Актриса встала, подошла к ночному столику, взяла сигарету. Но прикурить ей удалось только со второй попытки.
— Вам следовало бы спросить, что произошло за два дня до того вечера…
— Считайте, что я так и сделал.
Мишель медленно подошла к комиссару.
— Он поставил мне условие: либо я ловко устраиваю так, чтобы мы с Андре-Жоржем разошлись, так, чтобы все между нами осталось, как было, либо…
— Либо он ему рассказывает о Лас-Вегасе?
— Гораздо хуже, комиссар! Куда грубее! Если я откажусь, вся итальянская и французская пресса — определенного пошиба, конечно, — начнет наперебой превозносить продюсера Шальвана, который уж настолько не конформист, что женится на бывшей проститутке. Мне было дано сорок восемь часов на размышление. После этой отсрочки он, ни минуты не медля, дает зеленый свет кампании в газетах.
— Когда и где вы должны были дать ему ответ?
— Он назначил мне свидание сразу же после записи передачи. Ждал меня в машине у студии. По дороге в Нейи мы не обменялись ни единым словом. В какой-то момент я даже подумала, что он… Ну, что он отказался от шантажа. Но вдруг он остановился — в ста метрах от дома Андре-Жоржа, выключил мотор и повернулся ко мне. — Она сглотнула слюну. — Спросил: «Ну, что ты решила?» Я говорю: «Шальван просил меня выйти за него замуж через месяц». Он засмеялся: «А ты?» Я ответила, что согласилась. Он опять засмеялся: «Что ж, моя крошка, ты сама этого захотела. Посмотри на него как следует, когда я сейчас при всех сообщу ему, что он берет в жены лас-вегасскую шлюху!»
— Вы выстрелили сразу же?
— Нет, я дала ему возможность… Я умоляла его замолчать. А он сказал, что, так и быть, в память о прошлом он станет посылать мне выгодных клиентов… Вот тут я и выстрелила… Можете, конечно, не верить мне, комиссар, но я сделала это из любви к Андре-Жоржу. Потому что не могла допустить, чтобы его подняли на смех!

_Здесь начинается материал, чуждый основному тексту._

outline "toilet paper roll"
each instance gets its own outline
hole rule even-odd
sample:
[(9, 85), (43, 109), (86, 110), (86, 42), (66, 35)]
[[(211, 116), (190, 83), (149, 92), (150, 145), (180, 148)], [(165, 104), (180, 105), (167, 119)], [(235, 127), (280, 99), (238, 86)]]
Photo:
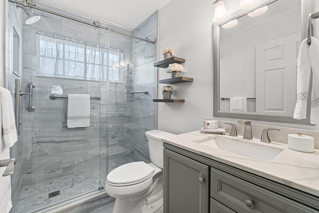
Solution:
[(301, 134), (288, 135), (288, 147), (294, 150), (304, 152), (315, 151), (315, 139)]

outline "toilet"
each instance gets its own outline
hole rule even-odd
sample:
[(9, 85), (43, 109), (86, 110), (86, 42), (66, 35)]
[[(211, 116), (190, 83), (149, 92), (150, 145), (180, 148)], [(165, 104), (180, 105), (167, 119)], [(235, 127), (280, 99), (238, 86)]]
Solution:
[(121, 166), (107, 176), (105, 191), (115, 198), (113, 213), (154, 213), (163, 205), (162, 138), (175, 135), (160, 130), (145, 133), (152, 163)]

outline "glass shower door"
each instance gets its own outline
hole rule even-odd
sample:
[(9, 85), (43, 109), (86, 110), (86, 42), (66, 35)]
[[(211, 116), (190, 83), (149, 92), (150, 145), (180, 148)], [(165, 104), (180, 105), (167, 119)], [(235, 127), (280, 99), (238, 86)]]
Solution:
[[(6, 78), (12, 80), (8, 86), (14, 91), (12, 82), (16, 77), (23, 92), (27, 91), (27, 83), (35, 84), (33, 112), (26, 110), (28, 99), (20, 98), (21, 134), (10, 150), (11, 157), (18, 161), (11, 177), (11, 212), (33, 212), (99, 192), (100, 101), (90, 100), (90, 127), (68, 128), (68, 98), (52, 100), (49, 96), (100, 95), (100, 32), (91, 26), (36, 9), (34, 12), (40, 15), (40, 19), (26, 24), (23, 10), (7, 1), (6, 3), (9, 10), (7, 30), (14, 25), (20, 27), (23, 59), (18, 76), (13, 66), (6, 63)], [(83, 18), (40, 3), (37, 5)], [(13, 57), (13, 53), (7, 56)]]

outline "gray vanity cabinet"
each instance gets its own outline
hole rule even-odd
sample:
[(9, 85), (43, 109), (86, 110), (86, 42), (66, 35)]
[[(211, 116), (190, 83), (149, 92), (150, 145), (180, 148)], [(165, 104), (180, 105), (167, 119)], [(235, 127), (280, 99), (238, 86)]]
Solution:
[(164, 212), (209, 212), (209, 167), (164, 150)]
[(210, 174), (210, 196), (238, 213), (318, 212), (293, 200), (216, 169), (212, 168)]
[(164, 213), (319, 213), (318, 197), (163, 146)]

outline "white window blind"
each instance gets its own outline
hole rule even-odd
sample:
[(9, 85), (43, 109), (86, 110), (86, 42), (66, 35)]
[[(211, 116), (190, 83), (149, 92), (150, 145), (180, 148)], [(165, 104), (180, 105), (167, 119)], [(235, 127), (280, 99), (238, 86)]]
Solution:
[(39, 76), (123, 82), (120, 50), (37, 32)]

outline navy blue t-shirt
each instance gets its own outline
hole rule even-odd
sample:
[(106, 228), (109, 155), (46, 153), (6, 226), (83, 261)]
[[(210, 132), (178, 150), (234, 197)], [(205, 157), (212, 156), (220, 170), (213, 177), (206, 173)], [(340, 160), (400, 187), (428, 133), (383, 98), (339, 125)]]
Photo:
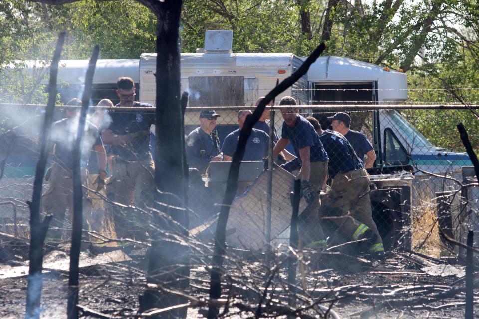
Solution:
[(214, 141), (211, 133), (197, 127), (190, 132), (185, 142), (188, 166), (204, 174), (210, 160), (220, 153), (220, 140), (217, 138)]
[(299, 156), (299, 150), (305, 146), (310, 146), (309, 161), (326, 161), (328, 155), (323, 147), (319, 136), (309, 121), (298, 115), (294, 126), (291, 127), (283, 122), (281, 137), (288, 139), (293, 144), (294, 152)]
[[(76, 138), (78, 127), (77, 122), (73, 123), (75, 120), (68, 118), (57, 121), (52, 124), (51, 143), (55, 144), (55, 150), (52, 161), (60, 167), (72, 169), (73, 167), (72, 151)], [(94, 149), (95, 145), (102, 145), (101, 138), (98, 129), (91, 122), (87, 121), (85, 123), (85, 131), (81, 139), (81, 156), (80, 165), (82, 167), (88, 166), (89, 160), (94, 158), (96, 161), (96, 156)], [(92, 172), (96, 173), (96, 172)]]
[(340, 133), (326, 130), (319, 136), (328, 153), (328, 173), (334, 178), (339, 173), (347, 173), (362, 168), (363, 163), (356, 156), (348, 140)]
[(364, 156), (371, 150), (374, 149), (368, 138), (360, 132), (352, 130), (348, 131), (348, 133), (344, 135), (344, 137), (349, 141), (358, 157), (364, 163)]
[[(134, 102), (134, 106), (153, 108), (151, 104)], [(110, 110), (103, 115), (102, 121), (111, 121), (108, 128), (118, 135), (138, 133), (138, 138), (131, 141), (131, 145), (111, 145), (111, 152), (125, 160), (137, 161), (150, 156), (150, 127), (155, 123), (155, 111), (122, 110), (121, 107)], [(100, 125), (102, 127), (103, 124)]]
[[(266, 120), (266, 121), (258, 121), (254, 124), (253, 128), (256, 129), (256, 130), (261, 130), (267, 134), (268, 136), (269, 136), (269, 125), (270, 123), (269, 120)], [(273, 141), (275, 143), (278, 142), (279, 139), (278, 139), (278, 135), (276, 133), (276, 130), (274, 130), (274, 138), (273, 139)]]
[[(238, 144), (240, 132), (240, 129), (238, 129), (225, 138), (221, 148), (221, 152), (225, 155), (233, 157)], [(269, 143), (269, 137), (266, 133), (260, 130), (253, 129), (246, 143), (243, 160), (262, 160), (263, 158), (268, 156)]]

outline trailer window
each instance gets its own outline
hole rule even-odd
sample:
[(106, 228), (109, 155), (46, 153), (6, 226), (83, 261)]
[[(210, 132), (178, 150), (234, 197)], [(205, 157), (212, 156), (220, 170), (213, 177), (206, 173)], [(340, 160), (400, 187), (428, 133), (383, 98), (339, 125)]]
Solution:
[(389, 128), (384, 130), (384, 165), (406, 165), (409, 161), (406, 150), (394, 133)]
[(374, 104), (373, 82), (313, 83), (310, 104)]

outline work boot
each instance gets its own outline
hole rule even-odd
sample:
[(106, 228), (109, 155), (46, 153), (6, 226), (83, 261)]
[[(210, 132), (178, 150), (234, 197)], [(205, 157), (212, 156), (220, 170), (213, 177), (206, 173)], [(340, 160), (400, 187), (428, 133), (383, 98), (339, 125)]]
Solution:
[(378, 239), (377, 235), (373, 232), (373, 231), (368, 229), (359, 238), (358, 241), (356, 243), (356, 251), (358, 254), (362, 254), (365, 252), (369, 252), (370, 248), (376, 242)]

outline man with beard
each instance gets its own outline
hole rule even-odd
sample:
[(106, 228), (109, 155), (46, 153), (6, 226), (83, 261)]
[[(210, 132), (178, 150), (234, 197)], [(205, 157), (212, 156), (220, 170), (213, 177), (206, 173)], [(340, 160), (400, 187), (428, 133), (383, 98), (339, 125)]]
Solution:
[[(115, 106), (115, 110), (108, 111), (107, 116), (103, 115), (103, 121), (109, 120), (110, 123), (105, 127), (108, 128), (101, 132), (103, 143), (110, 145), (112, 156), (107, 196), (112, 201), (124, 205), (140, 208), (151, 207), (155, 166), (150, 150), (150, 127), (154, 123), (154, 110), (131, 109), (153, 106), (135, 101), (135, 84), (131, 78), (119, 78), (117, 87), (120, 103)], [(129, 109), (122, 109), (126, 107)], [(144, 238), (148, 217), (142, 217), (142, 212), (131, 214), (114, 205), (113, 212), (119, 238)]]

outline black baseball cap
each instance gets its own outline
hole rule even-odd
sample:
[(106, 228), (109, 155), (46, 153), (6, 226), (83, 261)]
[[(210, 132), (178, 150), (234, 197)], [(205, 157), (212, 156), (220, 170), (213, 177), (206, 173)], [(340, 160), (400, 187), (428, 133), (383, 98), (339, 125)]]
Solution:
[(215, 112), (213, 110), (202, 110), (201, 112), (200, 112), (200, 118), (203, 119), (212, 119), (214, 117), (218, 117), (220, 116), (220, 114), (218, 114)]
[(343, 112), (338, 112), (332, 116), (328, 116), (328, 120), (330, 120), (331, 122), (335, 120), (339, 120), (341, 122), (344, 122), (346, 126), (351, 124), (351, 117), (349, 116), (349, 114), (345, 113)]

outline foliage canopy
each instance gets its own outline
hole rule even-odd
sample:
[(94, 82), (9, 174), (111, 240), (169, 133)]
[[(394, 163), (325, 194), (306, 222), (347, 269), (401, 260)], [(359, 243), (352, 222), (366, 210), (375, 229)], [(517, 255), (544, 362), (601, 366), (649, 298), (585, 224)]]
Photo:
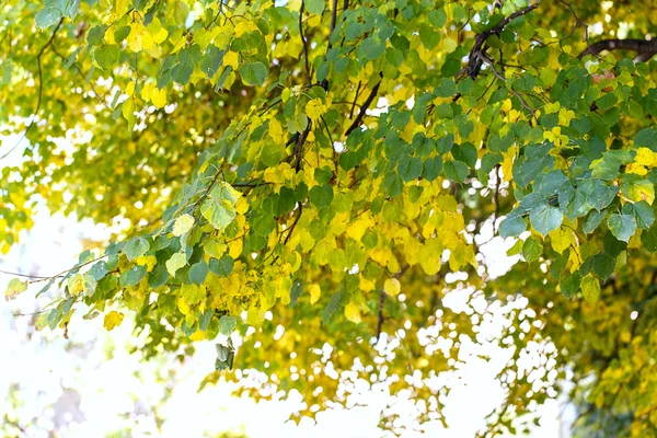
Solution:
[[(58, 288), (51, 328), (130, 310), (147, 355), (218, 338), (208, 382), (261, 371), (303, 414), (354, 371), (424, 419), (502, 307), (489, 431), (568, 391), (583, 435), (655, 436), (657, 16), (492, 3), (4, 2), (0, 250), (39, 203), (130, 223), (7, 297)], [(495, 278), (502, 239), (520, 262)]]

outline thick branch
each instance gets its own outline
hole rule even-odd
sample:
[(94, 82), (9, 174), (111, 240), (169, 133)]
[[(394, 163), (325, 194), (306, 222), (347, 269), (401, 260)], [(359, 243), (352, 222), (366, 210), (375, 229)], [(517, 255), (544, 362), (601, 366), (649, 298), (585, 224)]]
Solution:
[(372, 89), (372, 91), (370, 92), (370, 95), (367, 96), (367, 100), (365, 101), (365, 103), (360, 107), (360, 111), (358, 112), (358, 115), (356, 116), (356, 119), (354, 120), (354, 123), (351, 124), (351, 126), (349, 126), (349, 128), (345, 131), (345, 137), (348, 137), (349, 134), (351, 134), (351, 131), (354, 129), (356, 129), (360, 125), (360, 122), (362, 122), (362, 117), (365, 117), (365, 114), (366, 114), (367, 110), (369, 108), (369, 106), (371, 105), (372, 101), (377, 96), (377, 93), (379, 92), (379, 85), (380, 84), (381, 84), (381, 82), (377, 83), (374, 85), (374, 88)]
[(641, 60), (648, 60), (657, 54), (657, 39), (602, 39), (591, 44), (579, 54), (578, 58), (581, 59), (586, 55), (597, 55), (604, 50), (632, 50), (636, 51), (636, 57)]
[(470, 78), (476, 79), (484, 64), (483, 57), (486, 56), (487, 47), (484, 47), (484, 43), (486, 43), (486, 39), (488, 39), (488, 37), (492, 35), (499, 35), (499, 33), (504, 31), (506, 25), (509, 24), (511, 21), (530, 13), (538, 7), (538, 4), (530, 4), (525, 9), (516, 11), (499, 23), (497, 23), (496, 25), (494, 25), (493, 27), (491, 27), (489, 30), (476, 35), (474, 39), (474, 45), (472, 46), (472, 49), (470, 50), (470, 55), (468, 57), (468, 65), (459, 72), (458, 76), (463, 78), (463, 73), (465, 73)]

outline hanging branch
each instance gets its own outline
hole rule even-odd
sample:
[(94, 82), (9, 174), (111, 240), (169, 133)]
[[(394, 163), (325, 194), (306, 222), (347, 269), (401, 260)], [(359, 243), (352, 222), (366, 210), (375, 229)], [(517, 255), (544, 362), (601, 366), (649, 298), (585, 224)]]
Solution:
[(38, 89), (37, 89), (38, 94), (36, 97), (36, 107), (34, 108), (34, 114), (32, 115), (32, 119), (30, 120), (30, 124), (25, 128), (25, 132), (23, 132), (23, 136), (21, 136), (19, 141), (16, 141), (16, 143), (9, 151), (7, 151), (2, 157), (0, 157), (0, 161), (4, 160), (11, 152), (13, 152), (19, 147), (19, 145), (21, 145), (21, 142), (25, 139), (25, 137), (27, 137), (27, 132), (30, 131), (30, 129), (34, 125), (34, 122), (36, 120), (38, 111), (41, 108), (41, 102), (42, 102), (42, 96), (43, 96), (43, 91), (44, 91), (44, 79), (43, 79), (43, 72), (42, 72), (42, 66), (41, 66), (41, 57), (46, 51), (46, 48), (48, 48), (53, 44), (53, 41), (55, 39), (55, 35), (57, 35), (59, 27), (61, 27), (61, 23), (64, 23), (64, 16), (61, 19), (59, 19), (59, 22), (57, 23), (57, 26), (55, 26), (55, 31), (53, 31), (50, 38), (48, 39), (48, 42), (46, 44), (44, 44), (44, 46), (41, 48), (41, 50), (38, 50), (38, 54), (36, 55), (36, 67), (37, 67), (37, 72), (38, 72)]
[(369, 108), (372, 101), (377, 96), (377, 93), (379, 92), (379, 85), (381, 85), (381, 82), (379, 82), (374, 85), (374, 88), (372, 89), (370, 94), (367, 96), (367, 100), (365, 101), (362, 106), (360, 106), (360, 111), (358, 112), (356, 119), (354, 120), (354, 123), (351, 123), (351, 126), (349, 126), (349, 128), (345, 131), (345, 137), (349, 137), (349, 134), (351, 134), (351, 131), (354, 129), (356, 129), (358, 126), (360, 126), (360, 123), (362, 122), (362, 117), (365, 117), (367, 110)]
[(303, 9), (306, 8), (306, 2), (301, 0), (301, 9), (299, 10), (299, 34), (301, 35), (301, 43), (303, 43), (303, 61), (306, 64), (306, 74), (308, 77), (308, 87), (312, 85), (312, 81), (310, 79), (310, 61), (308, 60), (308, 39), (303, 35)]
[(578, 58), (581, 59), (586, 55), (598, 55), (603, 50), (632, 50), (636, 53), (636, 60), (647, 61), (657, 54), (657, 39), (602, 39), (591, 44), (579, 54)]
[[(411, 265), (408, 264), (404, 265), (404, 267), (399, 273), (393, 275), (392, 278), (400, 279), (404, 274), (406, 274), (406, 270), (408, 270), (410, 267)], [(377, 342), (379, 342), (379, 337), (381, 337), (381, 331), (383, 330), (383, 321), (385, 321), (385, 316), (383, 316), (383, 304), (385, 303), (385, 298), (388, 298), (388, 293), (385, 293), (383, 288), (381, 288), (381, 291), (379, 292), (379, 319), (377, 321)]]

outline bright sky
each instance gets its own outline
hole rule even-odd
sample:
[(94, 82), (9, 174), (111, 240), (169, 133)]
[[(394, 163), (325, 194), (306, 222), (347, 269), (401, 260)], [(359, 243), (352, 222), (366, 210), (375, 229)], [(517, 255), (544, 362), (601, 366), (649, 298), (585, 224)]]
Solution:
[[(26, 274), (51, 275), (70, 267), (82, 251), (83, 238), (102, 239), (106, 229), (89, 221), (77, 222), (61, 216), (42, 214), (34, 229), (22, 244), (14, 246), (7, 257), (0, 258), (0, 268)], [(506, 251), (505, 242), (493, 241), (484, 251), (489, 256)], [(0, 275), (0, 288), (9, 277)], [(38, 285), (36, 285), (38, 286)], [(19, 410), (21, 424), (31, 437), (47, 437), (48, 430), (58, 429), (66, 437), (105, 436), (122, 429), (132, 430), (132, 436), (201, 437), (206, 433), (224, 429), (244, 430), (249, 437), (380, 437), (385, 436), (377, 425), (379, 415), (390, 396), (385, 389), (368, 389), (354, 401), (364, 407), (339, 410), (318, 415), (316, 424), (310, 419), (299, 426), (286, 422), (298, 397), (288, 402), (269, 402), (256, 405), (252, 400), (230, 395), (230, 387), (219, 384), (197, 393), (198, 383), (212, 370), (215, 347), (199, 343), (193, 358), (180, 365), (173, 358), (140, 361), (129, 355), (126, 346), (132, 338), (128, 319), (108, 333), (102, 327), (102, 318), (82, 321), (79, 316), (69, 328), (69, 341), (61, 330), (48, 328), (34, 333), (30, 316), (14, 312), (37, 310), (34, 293), (30, 290), (10, 302), (1, 300), (0, 399), (8, 400), (12, 384), (20, 384), (18, 396), (23, 403)], [(463, 306), (466, 291), (452, 292), (445, 304)], [(39, 306), (47, 303), (39, 300)], [(503, 319), (493, 321), (486, 333), (500, 330)], [(471, 437), (483, 425), (483, 417), (502, 401), (504, 394), (495, 382), (495, 374), (508, 358), (508, 353), (493, 345), (464, 346), (466, 365), (452, 376), (441, 377), (437, 384), (453, 385), (445, 415), (449, 429), (439, 423), (424, 424), (417, 433), (403, 437), (429, 436)], [(492, 360), (484, 361), (475, 353), (485, 353)], [(164, 400), (166, 388), (173, 391)], [(365, 385), (368, 388), (368, 385)], [(403, 395), (403, 394), (402, 394)], [(295, 402), (296, 400), (296, 402)], [(13, 412), (9, 402), (0, 404)], [(402, 413), (400, 422), (412, 425), (412, 407), (403, 396), (394, 405)], [(533, 437), (560, 436), (558, 415), (562, 406), (551, 402), (541, 408), (541, 427)], [(154, 413), (163, 418), (161, 433)], [(562, 435), (565, 436), (565, 435)]]

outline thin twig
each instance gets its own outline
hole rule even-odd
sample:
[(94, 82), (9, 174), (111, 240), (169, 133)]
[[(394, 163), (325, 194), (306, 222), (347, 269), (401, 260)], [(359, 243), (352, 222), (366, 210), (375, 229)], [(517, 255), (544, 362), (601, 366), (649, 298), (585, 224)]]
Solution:
[(50, 277), (42, 277), (41, 275), (27, 275), (21, 273), (12, 273), (10, 270), (0, 269), (1, 274), (13, 275), (14, 277), (24, 277), (24, 278), (42, 278), (42, 279), (50, 279)]
[[(410, 267), (411, 265), (408, 264), (404, 265), (404, 267), (399, 273), (393, 275), (392, 278), (400, 279), (406, 273), (406, 270), (408, 270)], [(377, 322), (377, 342), (379, 342), (379, 337), (381, 337), (381, 331), (383, 330), (383, 321), (385, 320), (385, 316), (383, 316), (383, 304), (385, 303), (385, 298), (388, 298), (388, 293), (385, 293), (383, 288), (381, 288), (381, 291), (379, 292), (379, 319)]]
[(23, 132), (23, 136), (19, 139), (19, 141), (16, 141), (16, 143), (8, 152), (5, 152), (2, 157), (0, 157), (0, 160), (4, 160), (11, 152), (13, 152), (19, 147), (19, 145), (21, 145), (21, 142), (25, 139), (25, 137), (27, 137), (27, 132), (30, 131), (30, 129), (34, 125), (34, 122), (36, 120), (36, 117), (38, 116), (38, 111), (41, 108), (41, 102), (42, 102), (42, 96), (43, 96), (43, 91), (44, 91), (44, 80), (43, 80), (43, 72), (42, 72), (42, 66), (41, 66), (41, 57), (46, 51), (46, 48), (48, 48), (48, 46), (50, 46), (50, 44), (53, 44), (53, 41), (55, 39), (55, 35), (57, 35), (59, 27), (61, 27), (61, 23), (64, 23), (64, 16), (57, 23), (57, 26), (55, 27), (55, 31), (53, 31), (53, 34), (50, 35), (50, 38), (48, 39), (48, 42), (46, 44), (44, 44), (44, 46), (38, 51), (38, 55), (36, 55), (36, 67), (37, 67), (37, 71), (38, 71), (38, 95), (36, 99), (36, 107), (34, 108), (34, 114), (32, 115), (32, 119), (30, 120), (30, 124), (25, 128), (25, 132)]
[(356, 108), (356, 101), (358, 100), (358, 94), (360, 93), (360, 84), (358, 81), (358, 85), (356, 87), (356, 95), (354, 95), (354, 103), (351, 104), (351, 110), (349, 111), (349, 120), (354, 118), (354, 110)]
[(301, 0), (301, 9), (299, 10), (299, 34), (301, 34), (301, 42), (303, 43), (303, 61), (306, 64), (306, 74), (308, 76), (308, 87), (312, 85), (312, 80), (310, 79), (310, 61), (308, 60), (308, 41), (303, 35), (303, 9), (306, 8), (306, 2)]
[(351, 134), (351, 131), (360, 125), (360, 122), (362, 122), (362, 117), (365, 117), (367, 110), (377, 96), (377, 93), (379, 93), (379, 85), (381, 85), (381, 82), (377, 83), (374, 88), (372, 88), (370, 95), (367, 96), (367, 100), (365, 101), (362, 106), (360, 106), (360, 111), (358, 112), (356, 119), (354, 120), (354, 123), (351, 123), (351, 126), (349, 126), (349, 128), (345, 131), (345, 137), (348, 137), (349, 134)]
[(89, 262), (84, 262), (82, 264), (76, 265), (76, 266), (73, 266), (73, 267), (71, 267), (69, 269), (65, 269), (65, 270), (60, 272), (59, 274), (56, 274), (56, 275), (50, 276), (50, 277), (35, 277), (36, 279), (30, 280), (30, 284), (32, 285), (34, 283), (41, 283), (41, 281), (46, 281), (46, 280), (54, 280), (55, 278), (64, 277), (66, 274), (70, 273), (71, 270), (80, 269), (81, 267), (84, 267), (84, 266), (90, 265), (90, 264), (92, 264), (94, 262), (97, 262), (97, 261), (100, 261), (102, 258), (105, 258), (106, 256), (107, 256), (107, 254), (103, 254), (100, 257), (96, 257), (94, 260), (90, 260)]
[(299, 214), (295, 218), (295, 221), (292, 222), (292, 224), (290, 226), (290, 228), (287, 230), (288, 231), (288, 235), (286, 235), (285, 240), (283, 241), (284, 245), (286, 245), (287, 242), (292, 237), (292, 231), (295, 231), (295, 227), (297, 227), (297, 223), (299, 223), (299, 219), (301, 219), (301, 214), (303, 214), (303, 206), (301, 204), (299, 204)]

— Но у вас было с собой оружие. Суд сочтет это преднамеренным…
Дверь резко распахнулась. Шальван ворвался в комнату и бросился к Мишель.
— Ничего не бойся, дорогая! У тебя будут лучшие во Франции адвокаты!
Он обнял ее и, прижав к себе, стал утешать, баюкая, как ребенка. Видно было, как он взволнован…
Комиссар удалился. Лента заканчивалась в полном соответствии со старой доброй традицией. Вот только беда для Шальвана, что сама она получилась никакой не доброй!
Догадывалась ли Мишель, что он подслушивал за дверью? Может быть, потому и стала говорить о своей к нему любви и о боязни выставить его на смех?